Я ждала наших встреч с несколько большим нетерпением, чем это было бы естественно для скучающей девушки, обретшей спутника для прогулок Возможно, причиной было мое постоянное ожидание какого-то невероятного откровения с его стороны. Габриеля окутывал покров таинственности, и мне казалось: вот-вот – и он поделится со мной своим секретом. Меня не оставляла мысль, что он, подобно моему отцу, нуждается в поддержке и утешении, но если отец отталкивает меня, то Габриель, когда придет время, с радостью примет мою помощь.
Разумеется, не могло быть и речи о том, чтобы поведать все легкомысленной Дилис, ведь я и сама была не слишком уверена в своих догадках. Я сочинила веселое и беззаботное послание, радуясь, что в моей жизни происходят события, достойные упоминания.
Прошло три недели со дня нашего знакомства. Похоже, Габриель наконец принял какое-то решение; он заговорил со мной о своем доме, и этот разговор ознаменовал перемену в наших отношениях.
Дело происходило на пустоши и, обращаясь ко мне, Габриель нервно запускал руку в траву и выдергивал ее целыми пучками.
– Интересно, как бы вам понравился наш дом, – проговорил.
– Уверена, что очень понравился бы. Он ведь старый? Обожаю старые дома.
Он кивнул, и его взгляд опять стал отстраненным.
– Кирклендские Забавы, – пробормотала я. – Чудесное название. Наверное, люди, которые его придумали, хотели чтобы в доме всегда было весело.
Габриель издал мрачный смешок, на минуту повисла тишина, потом он заговорил – так, словно декламировал наизусть.
– Дом был построен в середине шестнадцатого века. Когда кирклендское аббатство прекратило существование, принадлежавшая ему земля досталась моим предкам. Из камней аббатства и был возведен дом. А поскольку он предназначался для утех и развлечений – подозреваю, что мои предки были людьми весьма жизнерадостными, – то его назвали Кирклендские Забавы, по контрасту с Кирклендским аббатством.
– Так ваш дом сложен из камней древнего аббатства!
– Именно так. И тем не менее от аббатства тоже немало сохранилось. С моего балкона видны замшелые серые арки. При определенном освещении можно даже вообразить что это не просто развалины… впрочем, в это и впрямь трудно поверить. Так и кажется, что среди камней скользят монахи в рясах.
– Должно быть, это очень красиво!
– Да, в этом есть очарование, как и во всякой древности, вообразите: камни дома, построенного всего триста лет назад, помнят еще двенадцатый век!
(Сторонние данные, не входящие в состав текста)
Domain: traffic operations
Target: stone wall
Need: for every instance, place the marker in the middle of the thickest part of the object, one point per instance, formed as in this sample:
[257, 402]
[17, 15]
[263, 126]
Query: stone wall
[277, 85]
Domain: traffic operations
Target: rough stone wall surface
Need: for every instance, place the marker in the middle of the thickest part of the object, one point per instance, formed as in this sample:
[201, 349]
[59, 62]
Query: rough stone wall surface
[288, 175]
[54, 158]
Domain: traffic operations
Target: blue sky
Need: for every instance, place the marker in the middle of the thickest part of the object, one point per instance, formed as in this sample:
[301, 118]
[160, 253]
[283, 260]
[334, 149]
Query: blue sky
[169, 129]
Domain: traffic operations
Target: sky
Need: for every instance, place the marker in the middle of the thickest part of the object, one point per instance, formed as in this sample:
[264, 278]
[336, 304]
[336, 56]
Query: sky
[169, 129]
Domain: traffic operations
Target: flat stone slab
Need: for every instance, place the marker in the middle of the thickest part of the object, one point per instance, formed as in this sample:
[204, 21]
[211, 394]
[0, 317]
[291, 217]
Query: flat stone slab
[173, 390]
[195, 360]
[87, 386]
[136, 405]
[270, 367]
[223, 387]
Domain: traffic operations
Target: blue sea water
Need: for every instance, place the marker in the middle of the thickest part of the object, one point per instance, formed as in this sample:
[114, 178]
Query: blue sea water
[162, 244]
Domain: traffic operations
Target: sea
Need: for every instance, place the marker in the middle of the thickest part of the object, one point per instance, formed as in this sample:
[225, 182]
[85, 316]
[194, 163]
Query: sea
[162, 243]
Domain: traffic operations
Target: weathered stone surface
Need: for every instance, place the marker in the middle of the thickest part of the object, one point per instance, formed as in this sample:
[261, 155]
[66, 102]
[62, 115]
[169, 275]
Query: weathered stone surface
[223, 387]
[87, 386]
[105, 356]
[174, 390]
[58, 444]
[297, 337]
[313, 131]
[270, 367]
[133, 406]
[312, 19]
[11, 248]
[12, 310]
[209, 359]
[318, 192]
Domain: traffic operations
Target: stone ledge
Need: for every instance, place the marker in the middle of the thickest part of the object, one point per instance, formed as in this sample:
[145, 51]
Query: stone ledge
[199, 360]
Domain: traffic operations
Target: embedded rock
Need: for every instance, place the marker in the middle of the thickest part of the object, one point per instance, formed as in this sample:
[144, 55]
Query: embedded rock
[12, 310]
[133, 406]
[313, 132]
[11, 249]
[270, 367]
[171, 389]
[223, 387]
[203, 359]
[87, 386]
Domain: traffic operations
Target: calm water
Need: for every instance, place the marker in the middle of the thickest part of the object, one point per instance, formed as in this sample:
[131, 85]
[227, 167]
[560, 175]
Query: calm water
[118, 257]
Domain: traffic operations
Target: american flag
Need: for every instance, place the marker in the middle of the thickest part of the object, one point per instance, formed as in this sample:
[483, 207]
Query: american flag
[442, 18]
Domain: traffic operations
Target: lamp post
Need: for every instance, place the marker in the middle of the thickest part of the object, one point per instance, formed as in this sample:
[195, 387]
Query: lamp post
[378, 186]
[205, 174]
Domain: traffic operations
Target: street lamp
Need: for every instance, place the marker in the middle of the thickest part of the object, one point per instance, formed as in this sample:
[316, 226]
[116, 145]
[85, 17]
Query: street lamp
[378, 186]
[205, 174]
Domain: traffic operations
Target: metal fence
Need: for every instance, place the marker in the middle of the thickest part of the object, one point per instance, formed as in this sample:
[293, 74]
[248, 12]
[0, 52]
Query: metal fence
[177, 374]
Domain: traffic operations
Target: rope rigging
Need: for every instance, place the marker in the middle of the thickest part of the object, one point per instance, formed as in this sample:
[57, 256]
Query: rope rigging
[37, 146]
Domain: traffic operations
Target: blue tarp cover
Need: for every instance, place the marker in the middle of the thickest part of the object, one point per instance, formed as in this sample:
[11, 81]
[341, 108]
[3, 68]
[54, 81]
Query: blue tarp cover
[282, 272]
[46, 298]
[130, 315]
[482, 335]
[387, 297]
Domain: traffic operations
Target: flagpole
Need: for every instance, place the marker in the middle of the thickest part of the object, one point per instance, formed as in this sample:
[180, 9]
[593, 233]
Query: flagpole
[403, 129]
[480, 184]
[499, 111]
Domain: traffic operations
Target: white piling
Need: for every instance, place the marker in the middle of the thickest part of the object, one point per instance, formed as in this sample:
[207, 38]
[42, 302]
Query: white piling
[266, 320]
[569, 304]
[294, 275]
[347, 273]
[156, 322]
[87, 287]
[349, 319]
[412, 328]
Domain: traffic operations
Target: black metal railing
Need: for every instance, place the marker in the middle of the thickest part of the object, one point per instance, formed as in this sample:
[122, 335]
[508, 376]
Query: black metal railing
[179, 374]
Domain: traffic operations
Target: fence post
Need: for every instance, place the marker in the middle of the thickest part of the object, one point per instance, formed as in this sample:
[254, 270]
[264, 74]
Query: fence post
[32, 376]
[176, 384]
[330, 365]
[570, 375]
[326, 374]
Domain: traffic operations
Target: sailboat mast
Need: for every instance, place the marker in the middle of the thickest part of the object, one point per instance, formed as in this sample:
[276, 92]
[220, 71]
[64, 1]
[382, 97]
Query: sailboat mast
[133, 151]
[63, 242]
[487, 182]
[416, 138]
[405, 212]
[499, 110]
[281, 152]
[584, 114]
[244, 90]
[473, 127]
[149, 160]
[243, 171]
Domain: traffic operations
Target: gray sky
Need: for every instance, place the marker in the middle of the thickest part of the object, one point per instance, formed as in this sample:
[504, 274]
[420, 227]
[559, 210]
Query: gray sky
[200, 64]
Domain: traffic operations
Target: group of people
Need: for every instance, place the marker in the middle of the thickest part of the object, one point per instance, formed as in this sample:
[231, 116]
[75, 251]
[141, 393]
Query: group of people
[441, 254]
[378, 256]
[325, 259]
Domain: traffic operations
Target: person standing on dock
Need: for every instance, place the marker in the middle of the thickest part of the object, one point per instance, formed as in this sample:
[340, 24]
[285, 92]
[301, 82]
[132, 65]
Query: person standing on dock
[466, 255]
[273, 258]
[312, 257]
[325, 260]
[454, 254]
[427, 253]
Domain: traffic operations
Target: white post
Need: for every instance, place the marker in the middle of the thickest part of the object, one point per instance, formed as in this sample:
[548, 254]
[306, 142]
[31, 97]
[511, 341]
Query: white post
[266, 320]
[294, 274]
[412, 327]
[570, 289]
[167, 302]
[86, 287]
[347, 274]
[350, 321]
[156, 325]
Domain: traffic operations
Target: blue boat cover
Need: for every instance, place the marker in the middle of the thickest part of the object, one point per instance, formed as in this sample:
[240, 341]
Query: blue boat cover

Естественно, это впечатляет. Впрочем, вы сами убедитесь, когда…
Он осекся, и на его губах заиграла улыбка. Я, не умея долго ходить вокруг да около, прямо осведомилась:
– Вы хотите сказать, что я увижу ваш дом? Его улыбка стала еще шире.
– Вы же принимали меня в вашем доме – теперь я хочу принять вас в своем. – И вдруг выпалил: – Мисс Кордер мне скоро придется вернуться домой.
– А вам этого не хочется, мистер Роквелл?
– Мы ведь с вами друзья, – по крайней мере, мне так кажется.
– Мы знакомы всего три недели, – напомнила я.
– Да, но наше знакомство произошло при исключительных обстоятельствах. Пожалуйста, называйте меня Габриель.
После некоторого замешательства я рассмеялась.
– Что имя! – сказала я. – Наша дружба не изменится от того, стану ли я звать вас по имени или по фамилии. Так что ты хотел мне сказать, Габриель?